La Police de Sécurité Publique (PSP) a arrêté jeudi soir, 19 février, 124 personnes après une rixe entre supporters du Sporting et du Benfica, en marge du derby de futsal qui s’est tenu au Pavillon João Rocha, à proximité du stade José Alvalade, à Lisbonne.
Les images partagées sur les réseaux sociaux montrent l’ampleur de la confrontation, qui a été accompagnée de pyrotechnie. Dans les vidéos visibles ci-dessous, on peut observer des dizaines de personnes courir d’un côté à l’autre. Et, parmi les explosions, la violence se distingue.
La police a été appelée à intervenir dans les désordres et a immédiatement annoncé aux médias avoir procédé à un nombre « significatif » d’arrestations.
Plus tard, on a constaté que ce chiffre était vraiment « impressionnant » : 124 personnes ont fini menottées et conduites au poste de police.
Que sait-on?
Tout s’est passé quelques minutes avant la rencontre, qui s’est terminée par un match nul de deux buts entre les équipes de la capitale. Deux groupes de supporters – l’un du Benfica, l’autre du Sporting – se sont livrés à de violents affrontements devant le Pavillon João Rocha, où s’est déroulé le match.

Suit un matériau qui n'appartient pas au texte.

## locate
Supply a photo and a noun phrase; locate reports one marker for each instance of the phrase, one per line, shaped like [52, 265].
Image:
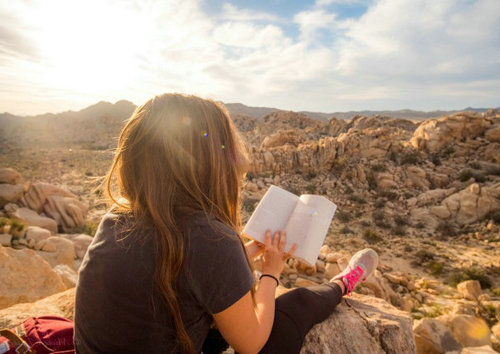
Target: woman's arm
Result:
[245, 327]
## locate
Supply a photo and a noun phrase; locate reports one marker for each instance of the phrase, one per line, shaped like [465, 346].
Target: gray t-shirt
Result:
[119, 308]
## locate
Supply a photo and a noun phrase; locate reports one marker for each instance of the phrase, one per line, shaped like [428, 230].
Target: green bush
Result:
[371, 236]
[471, 273]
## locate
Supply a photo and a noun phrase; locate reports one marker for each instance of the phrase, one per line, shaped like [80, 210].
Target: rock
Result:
[60, 304]
[485, 349]
[331, 269]
[25, 276]
[493, 134]
[10, 193]
[67, 274]
[362, 324]
[431, 336]
[434, 134]
[60, 205]
[82, 242]
[470, 289]
[10, 176]
[57, 250]
[470, 331]
[5, 240]
[31, 218]
[473, 203]
[35, 234]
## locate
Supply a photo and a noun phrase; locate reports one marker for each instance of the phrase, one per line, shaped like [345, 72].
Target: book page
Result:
[272, 212]
[321, 214]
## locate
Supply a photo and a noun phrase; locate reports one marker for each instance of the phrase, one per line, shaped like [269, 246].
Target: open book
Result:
[305, 220]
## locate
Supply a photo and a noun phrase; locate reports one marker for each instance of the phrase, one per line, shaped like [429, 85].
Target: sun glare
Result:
[91, 45]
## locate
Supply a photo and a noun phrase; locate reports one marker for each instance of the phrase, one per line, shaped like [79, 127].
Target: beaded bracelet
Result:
[270, 276]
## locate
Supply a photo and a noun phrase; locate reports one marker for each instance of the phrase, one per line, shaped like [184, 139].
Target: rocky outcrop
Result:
[434, 134]
[25, 277]
[362, 324]
[60, 304]
[55, 202]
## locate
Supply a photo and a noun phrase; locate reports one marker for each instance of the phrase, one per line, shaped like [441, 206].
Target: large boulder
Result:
[434, 134]
[362, 324]
[25, 277]
[471, 204]
[433, 337]
[10, 176]
[10, 193]
[60, 304]
[59, 204]
[31, 218]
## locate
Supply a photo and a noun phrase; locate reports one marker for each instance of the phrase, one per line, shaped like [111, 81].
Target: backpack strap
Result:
[20, 345]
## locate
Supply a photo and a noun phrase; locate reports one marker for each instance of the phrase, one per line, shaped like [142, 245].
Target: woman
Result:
[168, 263]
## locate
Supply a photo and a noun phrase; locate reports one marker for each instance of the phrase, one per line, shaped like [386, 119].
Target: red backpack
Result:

L’intervention de la police a été « rapide et coordonnée », impliquant des spotters de l’Unité Métropolitaine d’Informations Sportives (UMID), avec le soutien d’Équipes d’Intervention Rapide du COMETLIS, et plus tard, le renforcement du Corps d’Intervention de l’Unité Spéciale de Police (UEP).
Et s’est terminée avec 124 arrestations, dont 63 associées au Benfica et 61 au Sporting, pour « participation présumée à une rixe, entre autres délits connexes, notamment l’utilisation, l’usage abusif et le lancer d’articles pyrotechniques ».
« Avec l’intervention rapide et l’action immédiate de la PSP », a garanti cette autorité au Notícias ao Minuto, « il a été possible d’éviter des incidents de plus grande ampleur, de mettre fin ou de réduire ceux qui étaient déjà en cours de développement et de rétablir l’ordre et la tranquillité publics sur place, évitant de plus grands dommages et/ou dommages corporels parmi les participants à la rixe et les tiers ».
Malgré cela, deux personnes ont été blessées et ont dû recevoir des soins pré-hospitaliers.
Lors des arrestations, divers matériels suspectés d’avoir été utilisés dans la rixe ont été saisis, notamment des articles pyrotechniques déclenchés, des barres de fer, des pierres, des ceintures, des bâtons, un marteau, une arme blanche et du matériel de dissimulation d’identité (cagoules).
Selon la CNN Portugal, la plupart des personnes arrêtées ont déjà été libérées et convoquées pour comparaître en tribunal à partir d’aujourd’hui, vendredi 20 février.
La FPF ouvre une enquête sur les incidents
Entre-temps, la Fédération Portugaise de Football (FPF) a lancé une enquête pour déterminer les responsabilités concernant les incidents survenus près du Stade José Alvalade, à Lisbonne, avant le derby entre le Sporting et le Benfica, de la 16e journée de la Ligue de futsal.
Dans un communiqué, diffusé encore pendant le match, la FPF « a remercié et souligné l’action rapide des forces de sécurité dépêchées sur place et lance un appel à des comportements de fair-play et d’urbanité qui garantissent la sécurité de tous, en particulier des équipes et des supporters ».
Pour l’instant, ce que l’on sait, comme l’a souligné l’avocat Paulo Sá e Cunha sur CNN Portugal, c’est que le nombre de personnes arrêtées « est impressionnant » mais « légal et se justifie par le fait qu’elles ont été prises en flagrant délit. Les arrestations vont maintenant donner « beaucoup de travail » aux tribunaux.
L’avocat croit que, parmi les 124 détenus, certains pouvaient être « simplement en train d’assister et ont été pris par entraînement » et « d’autres peuvent avoir une responsabilité plus grave ». C’est ce que l’on va maintenant déterminer, avec l’aide des images partagées sur les réseaux sociaux.